Linear regression of average split time
We will assume that the swimmers slow down in a linear fashion over the course of the 800 m event. The slowdown per split is then the slope of the mean split time versus split number plot. Perform a linear regression to estimate the slowdown per split and compute a pairs bootstrap 95% confidence interval on the slowdown.

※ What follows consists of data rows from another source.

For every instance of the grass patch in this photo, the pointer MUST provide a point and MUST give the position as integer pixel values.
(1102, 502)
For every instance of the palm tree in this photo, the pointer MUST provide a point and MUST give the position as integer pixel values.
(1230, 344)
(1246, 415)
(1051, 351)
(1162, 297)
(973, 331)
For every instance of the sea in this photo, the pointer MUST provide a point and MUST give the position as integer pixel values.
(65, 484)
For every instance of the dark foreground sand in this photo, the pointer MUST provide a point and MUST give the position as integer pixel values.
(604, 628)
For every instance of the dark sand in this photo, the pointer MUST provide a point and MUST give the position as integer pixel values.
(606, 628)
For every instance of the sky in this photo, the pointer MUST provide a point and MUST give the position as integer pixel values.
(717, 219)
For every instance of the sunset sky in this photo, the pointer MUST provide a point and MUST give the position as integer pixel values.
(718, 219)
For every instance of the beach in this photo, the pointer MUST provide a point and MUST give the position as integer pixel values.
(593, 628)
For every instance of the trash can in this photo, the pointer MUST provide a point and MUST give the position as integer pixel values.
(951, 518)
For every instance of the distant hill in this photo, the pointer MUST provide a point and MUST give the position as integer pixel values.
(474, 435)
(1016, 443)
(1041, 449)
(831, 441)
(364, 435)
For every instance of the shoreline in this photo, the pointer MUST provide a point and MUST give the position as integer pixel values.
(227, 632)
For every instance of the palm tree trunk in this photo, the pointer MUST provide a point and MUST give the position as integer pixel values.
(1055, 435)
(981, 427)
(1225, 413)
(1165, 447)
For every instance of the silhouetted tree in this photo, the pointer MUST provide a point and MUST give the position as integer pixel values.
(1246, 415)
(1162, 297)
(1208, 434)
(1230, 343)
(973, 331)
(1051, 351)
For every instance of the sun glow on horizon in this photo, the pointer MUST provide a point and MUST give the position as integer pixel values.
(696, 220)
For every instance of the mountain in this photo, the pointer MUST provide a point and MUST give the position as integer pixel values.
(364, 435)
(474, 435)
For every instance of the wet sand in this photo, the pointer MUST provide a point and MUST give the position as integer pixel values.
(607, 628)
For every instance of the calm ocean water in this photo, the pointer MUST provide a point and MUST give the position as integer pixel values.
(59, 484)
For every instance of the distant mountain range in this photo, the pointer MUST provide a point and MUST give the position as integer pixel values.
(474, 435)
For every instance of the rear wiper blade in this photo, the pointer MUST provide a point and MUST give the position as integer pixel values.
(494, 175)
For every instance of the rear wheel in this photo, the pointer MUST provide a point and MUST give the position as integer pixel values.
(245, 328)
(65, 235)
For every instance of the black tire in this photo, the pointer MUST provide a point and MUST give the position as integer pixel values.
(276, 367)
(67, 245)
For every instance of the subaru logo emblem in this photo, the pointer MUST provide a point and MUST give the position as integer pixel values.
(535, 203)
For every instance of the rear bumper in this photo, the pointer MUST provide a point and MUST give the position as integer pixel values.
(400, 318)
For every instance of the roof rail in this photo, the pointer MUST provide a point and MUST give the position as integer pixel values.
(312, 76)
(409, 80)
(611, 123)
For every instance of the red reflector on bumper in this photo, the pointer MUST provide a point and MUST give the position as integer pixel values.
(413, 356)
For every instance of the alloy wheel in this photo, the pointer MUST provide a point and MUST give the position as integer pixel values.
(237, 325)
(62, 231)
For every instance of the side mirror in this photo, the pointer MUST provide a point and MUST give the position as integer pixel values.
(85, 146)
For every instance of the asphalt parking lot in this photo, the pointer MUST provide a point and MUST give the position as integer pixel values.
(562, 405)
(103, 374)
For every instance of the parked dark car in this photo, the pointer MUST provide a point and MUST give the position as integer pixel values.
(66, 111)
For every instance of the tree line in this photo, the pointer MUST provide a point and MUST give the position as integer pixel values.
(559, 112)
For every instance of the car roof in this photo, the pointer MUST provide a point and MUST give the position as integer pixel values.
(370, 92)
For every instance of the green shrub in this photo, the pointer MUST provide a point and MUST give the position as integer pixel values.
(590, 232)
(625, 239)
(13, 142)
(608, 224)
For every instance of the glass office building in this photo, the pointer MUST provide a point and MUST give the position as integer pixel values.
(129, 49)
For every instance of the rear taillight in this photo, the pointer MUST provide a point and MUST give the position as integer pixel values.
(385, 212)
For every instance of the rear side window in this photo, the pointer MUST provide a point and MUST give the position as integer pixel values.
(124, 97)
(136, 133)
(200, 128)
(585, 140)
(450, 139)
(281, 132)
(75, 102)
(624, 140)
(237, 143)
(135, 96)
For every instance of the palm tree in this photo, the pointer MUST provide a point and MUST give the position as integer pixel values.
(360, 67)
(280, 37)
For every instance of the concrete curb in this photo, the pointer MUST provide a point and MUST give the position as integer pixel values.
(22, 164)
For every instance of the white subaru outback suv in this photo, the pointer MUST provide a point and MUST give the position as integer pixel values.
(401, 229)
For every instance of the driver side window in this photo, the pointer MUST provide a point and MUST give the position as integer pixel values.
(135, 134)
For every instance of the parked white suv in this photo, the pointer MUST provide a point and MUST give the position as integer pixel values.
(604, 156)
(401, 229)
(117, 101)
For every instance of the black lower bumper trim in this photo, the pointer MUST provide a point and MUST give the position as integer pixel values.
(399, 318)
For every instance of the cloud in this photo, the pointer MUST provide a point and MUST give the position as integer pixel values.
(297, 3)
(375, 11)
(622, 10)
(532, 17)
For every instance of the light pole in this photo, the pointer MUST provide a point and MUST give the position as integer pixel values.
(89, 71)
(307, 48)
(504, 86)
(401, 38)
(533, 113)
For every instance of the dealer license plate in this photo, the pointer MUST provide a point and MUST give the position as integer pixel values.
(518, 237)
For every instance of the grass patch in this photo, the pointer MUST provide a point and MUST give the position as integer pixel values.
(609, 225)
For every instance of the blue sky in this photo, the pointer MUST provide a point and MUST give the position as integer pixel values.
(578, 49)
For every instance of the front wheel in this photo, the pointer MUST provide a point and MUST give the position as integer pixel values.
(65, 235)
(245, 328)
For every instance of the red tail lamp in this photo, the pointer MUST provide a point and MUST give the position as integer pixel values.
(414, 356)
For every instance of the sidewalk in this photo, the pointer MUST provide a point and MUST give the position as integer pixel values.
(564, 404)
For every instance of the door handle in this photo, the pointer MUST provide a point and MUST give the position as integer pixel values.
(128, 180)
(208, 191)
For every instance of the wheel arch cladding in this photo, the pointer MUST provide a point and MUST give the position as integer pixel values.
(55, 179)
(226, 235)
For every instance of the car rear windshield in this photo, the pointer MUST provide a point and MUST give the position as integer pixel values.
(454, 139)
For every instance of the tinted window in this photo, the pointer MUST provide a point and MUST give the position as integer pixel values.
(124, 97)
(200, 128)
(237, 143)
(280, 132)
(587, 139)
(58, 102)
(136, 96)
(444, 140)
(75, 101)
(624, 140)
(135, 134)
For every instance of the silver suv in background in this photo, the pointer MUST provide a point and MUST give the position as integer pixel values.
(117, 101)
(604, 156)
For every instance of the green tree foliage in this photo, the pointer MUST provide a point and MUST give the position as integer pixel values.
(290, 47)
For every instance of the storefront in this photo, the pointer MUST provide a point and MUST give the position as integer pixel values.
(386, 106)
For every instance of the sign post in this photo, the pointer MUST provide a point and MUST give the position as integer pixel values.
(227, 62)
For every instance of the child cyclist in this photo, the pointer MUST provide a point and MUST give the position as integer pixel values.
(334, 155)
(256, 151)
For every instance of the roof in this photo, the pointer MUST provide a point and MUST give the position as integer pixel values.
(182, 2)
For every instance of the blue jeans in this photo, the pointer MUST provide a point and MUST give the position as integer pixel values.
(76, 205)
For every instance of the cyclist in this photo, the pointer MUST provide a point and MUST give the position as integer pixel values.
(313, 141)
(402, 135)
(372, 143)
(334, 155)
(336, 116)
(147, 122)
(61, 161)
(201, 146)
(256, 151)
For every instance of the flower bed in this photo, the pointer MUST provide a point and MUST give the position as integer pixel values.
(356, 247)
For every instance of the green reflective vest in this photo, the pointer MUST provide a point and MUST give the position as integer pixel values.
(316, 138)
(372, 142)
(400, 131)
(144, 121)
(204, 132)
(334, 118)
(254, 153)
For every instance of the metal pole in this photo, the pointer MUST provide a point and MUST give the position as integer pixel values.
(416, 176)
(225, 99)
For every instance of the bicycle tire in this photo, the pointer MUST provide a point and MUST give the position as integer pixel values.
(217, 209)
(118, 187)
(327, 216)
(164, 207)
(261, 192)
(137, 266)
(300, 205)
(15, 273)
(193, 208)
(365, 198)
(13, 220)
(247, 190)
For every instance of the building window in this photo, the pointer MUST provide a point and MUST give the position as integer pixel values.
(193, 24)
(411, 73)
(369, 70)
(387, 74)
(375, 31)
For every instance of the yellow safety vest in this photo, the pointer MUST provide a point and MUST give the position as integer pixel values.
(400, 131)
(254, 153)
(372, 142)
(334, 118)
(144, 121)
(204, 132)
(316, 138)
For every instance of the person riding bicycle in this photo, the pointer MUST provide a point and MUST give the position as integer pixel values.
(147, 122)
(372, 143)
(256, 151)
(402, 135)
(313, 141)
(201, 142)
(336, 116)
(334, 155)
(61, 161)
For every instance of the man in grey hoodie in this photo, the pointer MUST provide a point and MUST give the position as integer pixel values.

Also show a plot of the best fit line.
slowdown, split_3 = np.polyfit(split_number, mean_splits, 1)
# Compute pairs bootstrap
bs_reps, _ = dcst.draw_bs_pairs_linreg(split_number, mean_splits, size=10000)
# Compute confidence interval
conf_int = np.percentile(bs_reps, [2.5, 97.5])
# Plot the data with regressions line
_ = plt.plot(split_number, mean_splits, marker='.', linestyle='none')
_ = plt.plot(split_number, slowdown * split_number + split_3, '-')
# Label axes and show plot
_ = plt.xlabel('split number')
_ = plt.ylabel('split time (s)')
# Print the slowdown per split
print("""
mean slowdown: {0:.3f} sec./split
95% conf int of mean slowdown: [{1:.3f}, {2:.3f}] sec./split""".format(
slowdown, *conf_int))
There is a small (about 6 hundreths of a second), but discernible, slowdown per split. We'll do a hypothesis test next.
rho = dcst.pearson_r(split_number, mean_splits)
# Initialize permutation reps
perm_reps_rho = np.empty(10000)
# Make permutation reps
for i in range(10000):
# Scramble_split number array
scrambled_split_number = np.random.permutation(split_number)
# Compute the Pearson correlation coefficient
perm_reps_rho[i] = dcst.pearson_r(scrambled_split_number, mean_splits)
# Compute and print p-value
p_val = np.sum(perm_reps_rho >= rho) / 10000
print('p =', p_val)
The tiny effect is very real! With 10,000 replicates, we never got a correlation as big as observed under the hypothesis that the swimmers do not change speed as the race progresses. In fact, I did the test with a million replicates, and still never got a single replicate as big as the observed Pearson correlation coefficient.